Pigs 2: The Last Blood (Psy 2. Ostatnia krew) is a Polish crime thriller directed by Władysław Pasikowski. The film was released on 5 April 1994, is a sequel to 1992's Pigs, and was followed by 2020's Pigs 3.

==Plot==

Poland in 1994. Franciszek Maurer ("Franz") is released from prison. He finds employment with Radosław Wolf, an arms dealer who just returned from Serbia. Maurer pulls to the gang former police colleague, "Nowy". Franz does not know that the whole time Nowy maintains contact with Major Bień. When Franz, Wolf and Nowy have to organize a transport of weapons to Sarajevo by trucks. Franz informs the police about the planned transport. At the last moment the heads of the gang change the plan to use a train instead.
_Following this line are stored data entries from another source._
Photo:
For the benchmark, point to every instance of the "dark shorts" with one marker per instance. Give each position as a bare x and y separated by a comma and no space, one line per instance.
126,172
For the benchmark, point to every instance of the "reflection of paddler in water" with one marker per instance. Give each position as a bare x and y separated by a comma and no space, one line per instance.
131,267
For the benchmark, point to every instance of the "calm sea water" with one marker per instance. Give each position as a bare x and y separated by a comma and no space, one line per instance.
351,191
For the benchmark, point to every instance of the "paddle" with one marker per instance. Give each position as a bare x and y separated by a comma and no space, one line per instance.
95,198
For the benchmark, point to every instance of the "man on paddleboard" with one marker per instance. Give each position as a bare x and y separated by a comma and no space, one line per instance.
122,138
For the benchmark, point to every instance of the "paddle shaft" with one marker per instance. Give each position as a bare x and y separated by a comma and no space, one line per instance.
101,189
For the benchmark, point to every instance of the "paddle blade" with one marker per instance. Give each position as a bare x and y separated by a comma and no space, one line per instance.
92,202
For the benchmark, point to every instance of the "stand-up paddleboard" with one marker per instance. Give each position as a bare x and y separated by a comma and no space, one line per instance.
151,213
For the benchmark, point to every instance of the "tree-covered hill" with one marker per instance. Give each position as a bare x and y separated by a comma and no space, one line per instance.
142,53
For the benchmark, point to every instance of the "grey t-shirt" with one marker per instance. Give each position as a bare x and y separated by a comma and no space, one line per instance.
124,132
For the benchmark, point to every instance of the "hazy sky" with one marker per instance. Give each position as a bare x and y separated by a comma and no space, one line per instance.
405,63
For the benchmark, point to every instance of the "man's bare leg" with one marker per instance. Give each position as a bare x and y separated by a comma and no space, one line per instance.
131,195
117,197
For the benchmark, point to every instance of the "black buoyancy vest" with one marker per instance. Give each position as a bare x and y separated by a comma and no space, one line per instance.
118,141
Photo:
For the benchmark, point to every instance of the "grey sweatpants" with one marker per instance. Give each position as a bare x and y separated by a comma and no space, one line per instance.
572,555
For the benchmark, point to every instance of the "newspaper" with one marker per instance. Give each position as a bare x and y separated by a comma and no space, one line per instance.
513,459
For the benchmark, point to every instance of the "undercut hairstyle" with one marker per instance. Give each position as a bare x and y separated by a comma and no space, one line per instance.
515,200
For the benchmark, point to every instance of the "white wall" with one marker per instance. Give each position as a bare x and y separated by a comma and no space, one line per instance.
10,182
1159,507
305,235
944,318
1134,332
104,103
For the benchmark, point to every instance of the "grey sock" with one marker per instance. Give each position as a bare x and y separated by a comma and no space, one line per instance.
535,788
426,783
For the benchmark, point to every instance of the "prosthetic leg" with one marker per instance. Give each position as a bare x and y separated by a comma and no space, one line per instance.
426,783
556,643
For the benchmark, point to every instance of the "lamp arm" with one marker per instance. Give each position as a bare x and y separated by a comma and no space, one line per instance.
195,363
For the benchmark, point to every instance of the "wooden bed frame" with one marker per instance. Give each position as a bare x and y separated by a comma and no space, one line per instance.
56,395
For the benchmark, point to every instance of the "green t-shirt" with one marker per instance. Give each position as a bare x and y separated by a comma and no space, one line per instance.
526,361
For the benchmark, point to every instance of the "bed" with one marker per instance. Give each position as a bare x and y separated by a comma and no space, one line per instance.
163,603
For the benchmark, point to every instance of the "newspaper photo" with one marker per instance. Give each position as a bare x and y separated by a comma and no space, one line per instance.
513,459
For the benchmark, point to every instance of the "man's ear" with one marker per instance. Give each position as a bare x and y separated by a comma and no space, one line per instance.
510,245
Franz has to stop the weapons-loaded train by himself.

==Cast==
- Bogusław Linda – Franciszek "Franz" Maurer
- Cezary Pazura – Waldemar "Nowy" Morawiec
- Artur Żmijewski – Radosław Wolf
- Magdalena Dandourian – Nadia
- Valery Prijomychov – Sawczuk
- Zbigniew Bielski – Kaniewski
- Aleksander Bednarz – Major Bień
- Edward Linde-Lubaszenko – Stopczyk
- Jan Machulski – Walenda
- Sławomir Sulej – Wyrek
- Jerzy Zelnik – Sarzyński
- Tomasz Dedek – Wawro, subordinate of major Bień
- Sergey Shakurov – Colonel Jakuszyn
- Piotr Zaichenko – Ganz
- Iwona Katarzyna Pawlak – Mariola Morawiec
- Ryszard Kotys – train driver
- Mariusz Pilawski – waiter
- Tomasz Jarosz – car thief
- Robert Więckiewicz – car thief
- Denis Delic – Serb

==Reception==

The film was the highest-grossing Polish film of the year with 700,000 admissions and fourth overall in Poland for 1994.